Die Zeit, die bleibt, und ein paar Fotos.

Romain, ein schöner, schwuler, erfolgreicher Werbephotograph Mitte dreißig, erfährt von seiner unheilbaren Krankheit. Künstliche Lebensverlängerung durch Chemotherapie lehnt er – sowie auch jegliche weitere Hilfe – ab: Außer mit seiner Großmutter spricht er mit niemandem über den bevorstehenden Tod, und neben einigen dünnen Auseinandersetzungen und flachen Streitereien kann er auch nicht anders reagieren, als das Leben um sich herum wie für ein Fotoalbum mit einer kleinen Digitalkamera abzuknipsen. Bis sein Körper schließlich nachgibt, und er geschwächt am Strand liegen bleibt – oder auch stirbt.

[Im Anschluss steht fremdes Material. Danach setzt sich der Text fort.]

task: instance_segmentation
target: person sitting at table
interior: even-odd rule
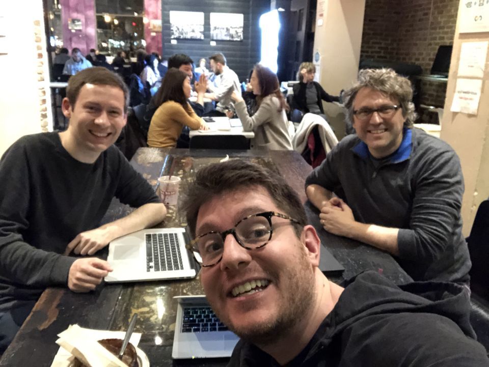
[[[301,201],[275,171],[203,167],[182,206],[206,298],[241,338],[230,367],[489,365],[464,287],[398,286],[372,271],[329,280]]]
[[[65,75],[74,75],[79,71],[91,68],[92,66],[90,62],[82,55],[80,49],[75,47],[71,50],[71,57],[65,63],[63,73]]]
[[[206,86],[196,82],[196,88],[203,94]],[[208,129],[187,101],[191,91],[186,74],[174,68],[168,69],[155,98],[159,106],[149,125],[148,146],[175,148],[184,126],[192,130]]]
[[[99,66],[98,56],[97,50],[95,48],[91,48],[90,52],[85,57],[85,58],[94,66]]]
[[[320,84],[314,81],[315,73],[316,66],[312,63],[301,64],[297,73],[299,82],[292,88],[294,95],[291,107],[300,110],[303,114],[315,114],[326,120],[322,101],[339,102],[340,98],[328,94]]]
[[[117,74],[82,70],[62,102],[68,129],[23,136],[0,160],[0,354],[44,289],[93,290],[111,271],[94,255],[164,219],[152,187],[113,145],[128,99]],[[100,225],[114,197],[137,209]]]
[[[233,92],[231,96],[235,102],[236,113],[243,124],[243,130],[255,133],[257,149],[292,150],[289,122],[285,114],[288,106],[280,92],[277,75],[268,68],[258,64],[253,69],[250,83],[257,96],[256,110],[251,117],[241,93]]]
[[[166,60],[164,59],[161,59],[159,57],[159,54],[156,51],[153,51],[151,52],[153,55],[154,55],[156,59],[158,59],[158,66],[156,67],[156,69],[158,69],[158,72],[159,73],[160,77],[162,79],[165,77],[165,74],[167,73],[167,71],[168,70],[168,67]]]
[[[241,84],[238,76],[226,64],[226,58],[222,53],[215,53],[209,58],[210,68],[215,75],[213,82],[209,82],[207,88],[210,93],[206,93],[204,97],[217,101],[215,110],[206,115],[225,116],[226,110],[232,109],[231,95],[233,92],[241,93]]]
[[[468,284],[460,162],[413,128],[411,82],[392,69],[363,70],[344,96],[357,134],[306,180],[324,229],[390,252],[415,280]]]
[[[55,60],[52,63],[65,65],[65,63],[70,59],[70,55],[68,54],[69,52],[67,48],[62,47],[60,49],[59,53],[55,57]]]
[[[170,59],[168,59],[168,68],[171,69],[172,68],[175,68],[184,72],[188,76],[191,84],[193,84],[194,88],[195,88],[196,79],[194,74],[193,66],[192,66],[193,63],[194,61],[192,59],[187,55],[184,53],[176,53],[172,55],[170,57]],[[205,75],[201,75],[199,77],[199,84],[202,88],[203,86],[207,85],[207,80]],[[192,109],[195,111],[195,113],[199,117],[202,117],[204,115],[204,95],[199,93],[199,91],[197,90],[197,88],[195,88],[195,91],[197,92],[197,101],[196,102],[187,101],[187,102],[190,104],[190,105],[192,106]],[[152,109],[154,109],[155,110],[159,104],[161,104],[161,103],[159,103],[159,104],[157,105],[156,103],[156,99],[157,98],[156,96],[152,99],[148,106],[148,110],[151,110]],[[158,97],[157,99],[159,99],[160,101],[160,97]]]
[[[156,89],[157,90],[161,81],[158,71],[158,59],[154,54],[150,53],[145,57],[144,62],[146,66],[141,72],[141,81],[147,85],[150,89],[156,87]]]

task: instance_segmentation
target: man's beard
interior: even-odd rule
[[[301,257],[298,269],[289,267],[283,269],[282,281],[289,283],[281,285],[287,293],[284,299],[278,300],[283,304],[280,305],[279,313],[276,318],[268,322],[246,328],[236,327],[229,320],[226,320],[224,323],[230,330],[240,338],[260,347],[276,343],[281,336],[289,333],[308,314],[314,298],[314,273],[311,271],[311,264],[304,252]],[[278,279],[278,277],[273,278]]]

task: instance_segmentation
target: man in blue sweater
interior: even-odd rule
[[[412,97],[393,70],[361,71],[343,95],[357,134],[311,173],[306,192],[327,231],[390,252],[415,280],[468,284],[460,162],[446,143],[413,128]]]
[[[94,289],[112,268],[93,255],[165,217],[151,186],[113,145],[128,94],[104,68],[80,71],[62,102],[68,129],[23,136],[0,160],[0,354],[44,289]],[[100,225],[114,197],[137,209]]]
[[[397,286],[373,271],[344,287],[327,279],[316,231],[276,172],[209,165],[183,204],[206,298],[241,338],[228,366],[489,366],[465,287]]]

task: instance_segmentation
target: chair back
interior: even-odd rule
[[[250,142],[243,135],[197,135],[190,138],[190,149],[246,150]]]

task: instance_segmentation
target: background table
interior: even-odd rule
[[[209,118],[204,118],[207,119]],[[212,117],[214,122],[207,122],[206,124],[210,128],[210,131],[201,130],[191,130],[188,136],[193,136],[199,135],[242,135],[248,139],[255,137],[255,133],[253,131],[243,131],[242,125],[231,127],[229,119],[227,117]],[[233,119],[233,120],[237,120]]]
[[[174,174],[182,179],[184,192],[203,165],[218,162],[225,151],[189,151],[182,149],[141,148],[131,164],[156,186],[157,178]],[[295,152],[283,151],[228,152],[231,159],[256,162],[278,171],[295,189],[303,202],[306,200],[304,180],[311,167]],[[315,209],[306,204],[310,220],[318,229],[323,244],[346,268],[342,276],[332,279],[341,283],[345,277],[365,270],[381,271],[397,283],[410,280],[394,259],[386,252],[356,241],[328,233],[318,225]],[[104,221],[127,215],[131,209],[114,201]],[[185,219],[178,206],[168,211],[162,227],[184,225]],[[106,248],[101,252],[106,256]],[[98,254],[97,254],[98,255]],[[66,288],[46,290],[22,325],[12,344],[0,360],[0,366],[48,366],[59,347],[57,334],[71,324],[93,329],[125,330],[133,313],[139,314],[135,331],[143,333],[140,348],[149,358],[152,367],[169,365],[224,366],[226,359],[173,361],[171,358],[176,313],[174,296],[203,293],[198,278],[125,284],[100,285],[89,293],[74,293]]]

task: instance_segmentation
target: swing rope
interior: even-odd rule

Der Film macht keinen Hehl aus Romains oberflächlichem Lebenstil, und darin liegt eine seiner Stärken: Ein echter „Hot shot“ wie er verliert seine Arroganz und seinen Egoismus nicht, bloß weil er stirbt, und er baut auch nicht plötzlich tiefgründige Beziehungen zu seinen nächsten Mitmenschen auf. Selbst als er sich mit seinem Freund wieder versöhnt, oder seinen Vater nach dessen Liebe zu seiner Mutter anspricht, gibt es keine wirkliche Aussprachen. Mehr oder weniger hilflos, manchmal wütend, meist gleichgültig, nimmt er seine eigene Teilnahmslosigkeit wahr. Es gibt kein Melodrama, das ablenkt. Genau das aber berührt.

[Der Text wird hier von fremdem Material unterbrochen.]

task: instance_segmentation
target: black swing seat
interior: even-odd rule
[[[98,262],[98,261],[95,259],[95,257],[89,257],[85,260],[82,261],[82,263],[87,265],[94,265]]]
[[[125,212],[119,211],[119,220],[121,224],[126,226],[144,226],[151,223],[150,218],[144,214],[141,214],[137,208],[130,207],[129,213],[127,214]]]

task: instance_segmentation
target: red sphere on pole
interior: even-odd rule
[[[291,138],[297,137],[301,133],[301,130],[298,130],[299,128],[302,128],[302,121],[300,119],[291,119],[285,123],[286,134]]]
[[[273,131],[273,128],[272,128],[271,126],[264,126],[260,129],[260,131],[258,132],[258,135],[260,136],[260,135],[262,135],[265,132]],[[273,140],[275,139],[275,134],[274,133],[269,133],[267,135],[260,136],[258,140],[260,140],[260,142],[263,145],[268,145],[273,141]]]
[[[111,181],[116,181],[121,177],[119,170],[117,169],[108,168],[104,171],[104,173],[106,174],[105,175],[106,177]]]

Leider betrachtet der Film das Leben um Romain aber mit einer ähnlichen Oberflächlichkeit, und darin liegt eine seiner Schwächen: Obwohl die anderen nicht vom gleichen Schicksal betroffen sind, wird Romain nie mit jenem lebendigem, bunten, fröhlichem Chaos konfrontiert, das das Leben manchmal ausmacht und bei dem ihm wohl das bloße Zusehen tatsächlich wehtun würde. Die von Ozon entworfene Welt, von der Romain Abschied nehmen muß, ist kaum heiter und lebendig, sondern eher eine bedrückende Ansammlung manchmal etwas gestelzt wirkender Szenen – Situationen, gelegentlich nicht weit vom Klischee, die nicht sonderlich berühren, und von denen der Abschied auch nicht besonders schwer fällt. Dieser mangelnde Kontrast lässt einen als Zuschauer etwas außen vor: Möge er doch sterben, so schlimm ist’s ja nicht, und viel zu verlieren gibt’s auch nicht !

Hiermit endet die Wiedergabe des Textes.